Mrs. Peggot being no fool says “Glitter ain’t gold, hon,” and puts her foot down. Mariah being still in high school sees no choice but to sneak around. Maybe little sister needs to be queen for a day after all, or maybe she really loves him. Doesn’t matter, she’s not quitting him. If she even thinks about it, he lays that smile on her and she melts. Her junior year is one long argument in the Peggot house of “You don’t know him, he’s real sweet,” and “Real sweet my hind foot, he’s a fox in the henhouse,” and “He’s different whenever it’s just him and me,” always ending in the same place: “I’ve warned you, girl, so don’t come crying to me.” Until chapter 2, Mariah is pregnant and moves into his A-frame in the woods outside of Duffield.

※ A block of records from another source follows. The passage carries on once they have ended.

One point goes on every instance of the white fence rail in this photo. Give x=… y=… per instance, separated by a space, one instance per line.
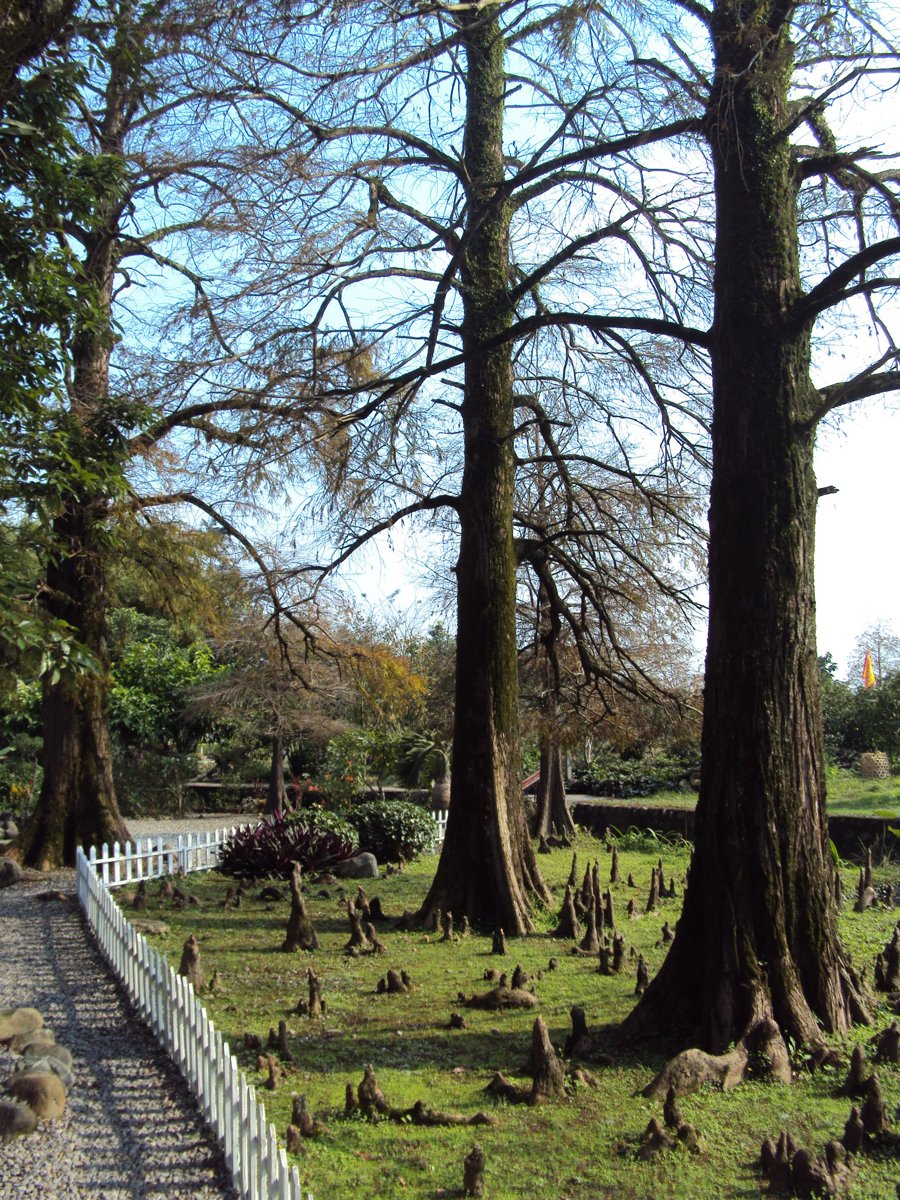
x=441 y=821
x=149 y=858
x=169 y=1006
x=163 y=855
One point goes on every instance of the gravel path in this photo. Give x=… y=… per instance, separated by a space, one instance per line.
x=131 y=1127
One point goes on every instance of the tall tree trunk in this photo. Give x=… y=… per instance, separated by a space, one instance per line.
x=487 y=870
x=757 y=935
x=276 y=797
x=77 y=803
x=553 y=813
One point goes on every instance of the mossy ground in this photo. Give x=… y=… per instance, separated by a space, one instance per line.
x=849 y=795
x=581 y=1149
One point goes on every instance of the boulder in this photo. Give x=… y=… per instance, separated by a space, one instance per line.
x=18 y=1020
x=43 y=1092
x=363 y=867
x=10 y=873
x=42 y=1037
x=16 y=1120
x=33 y=1065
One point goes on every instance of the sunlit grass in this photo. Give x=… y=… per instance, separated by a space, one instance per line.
x=849 y=795
x=577 y=1150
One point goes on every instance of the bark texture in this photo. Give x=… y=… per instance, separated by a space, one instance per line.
x=757 y=935
x=487 y=870
x=77 y=801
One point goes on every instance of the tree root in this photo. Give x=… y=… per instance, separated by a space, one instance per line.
x=371 y=1102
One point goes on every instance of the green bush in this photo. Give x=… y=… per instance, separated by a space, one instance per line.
x=313 y=838
x=610 y=774
x=393 y=829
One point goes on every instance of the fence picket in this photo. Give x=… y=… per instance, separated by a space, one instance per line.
x=168 y=1005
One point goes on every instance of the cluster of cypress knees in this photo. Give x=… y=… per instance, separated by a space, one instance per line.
x=587 y=918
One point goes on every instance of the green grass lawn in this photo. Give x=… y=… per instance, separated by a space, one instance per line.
x=849 y=795
x=581 y=1149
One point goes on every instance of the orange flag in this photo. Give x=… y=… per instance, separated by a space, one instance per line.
x=869 y=679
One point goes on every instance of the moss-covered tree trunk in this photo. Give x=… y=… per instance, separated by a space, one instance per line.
x=757 y=936
x=487 y=869
x=276 y=796
x=553 y=815
x=77 y=801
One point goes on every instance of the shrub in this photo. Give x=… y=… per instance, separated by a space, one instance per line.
x=394 y=829
x=269 y=850
x=610 y=774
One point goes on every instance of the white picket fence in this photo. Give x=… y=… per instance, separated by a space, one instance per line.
x=167 y=1002
x=149 y=858
x=169 y=1005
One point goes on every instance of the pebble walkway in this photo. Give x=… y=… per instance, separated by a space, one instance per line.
x=131 y=1128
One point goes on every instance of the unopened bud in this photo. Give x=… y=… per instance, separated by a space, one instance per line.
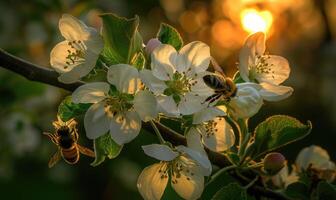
x=274 y=162
x=151 y=45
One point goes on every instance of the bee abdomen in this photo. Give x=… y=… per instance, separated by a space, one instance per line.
x=71 y=155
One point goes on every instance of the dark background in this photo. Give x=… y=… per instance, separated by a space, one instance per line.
x=303 y=31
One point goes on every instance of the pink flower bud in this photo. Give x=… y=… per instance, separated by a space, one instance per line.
x=274 y=162
x=151 y=45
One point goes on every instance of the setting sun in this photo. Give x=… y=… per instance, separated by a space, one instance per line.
x=254 y=21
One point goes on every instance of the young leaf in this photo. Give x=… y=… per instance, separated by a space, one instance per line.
x=277 y=131
x=67 y=109
x=233 y=191
x=104 y=147
x=122 y=39
x=326 y=191
x=169 y=35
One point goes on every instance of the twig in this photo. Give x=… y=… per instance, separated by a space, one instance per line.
x=44 y=75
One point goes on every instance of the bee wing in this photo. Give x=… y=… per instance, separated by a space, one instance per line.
x=86 y=151
x=54 y=159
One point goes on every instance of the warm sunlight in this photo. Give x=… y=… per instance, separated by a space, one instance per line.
x=254 y=21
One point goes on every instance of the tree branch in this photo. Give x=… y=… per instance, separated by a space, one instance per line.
x=44 y=75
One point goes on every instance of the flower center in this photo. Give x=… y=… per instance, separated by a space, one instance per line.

This turns out to be not at all what Romeo had in mind. Before she’s even had the baby, he’s out running around in front of God and everybody with other girls. And suggesting Mariah is lucky to be carrying his seed. She’s the one that went and got pregnant, was she not. Next comes baby, and Mariah is feeling not so much the lottery winner now, tired to death, nagging her man to stay home and help out or at the very least, quit chasing tail. For this kind of lip, she gets to be on the receiving end of quite a lot more than the golden dick and killer smile. One night after a blowout, she’s threatening to call her sister June to come help her pack up the baby and get out of there. He rips the phone out of the wall, knocks her flat, and ties her hands behind her back with the phone cord. Drags her outside screaming, binds her good and well to the deck railing. Gets his Ruger and rolls it around in her mouth, asking how that smart piehole of hers likes sucking cold metal cock. Takes the barrel tip that’s wet with her spit and draws a big smile across her face. Says she ought to try it sometime, it might make her less unsightly. Then rips her shirt open and with his cold spit pencil he draws a big heart on her chest, says she ought to try loving her man too. Wear something decently sexy instead of the ugly-ass nursing bras. Why is she still being a cow for that kid anyway, he’s practically walking, it’s disgusting. Goddamn Mariah Peggot finally grows a pair of tits and they’re the property of a goddamn infant.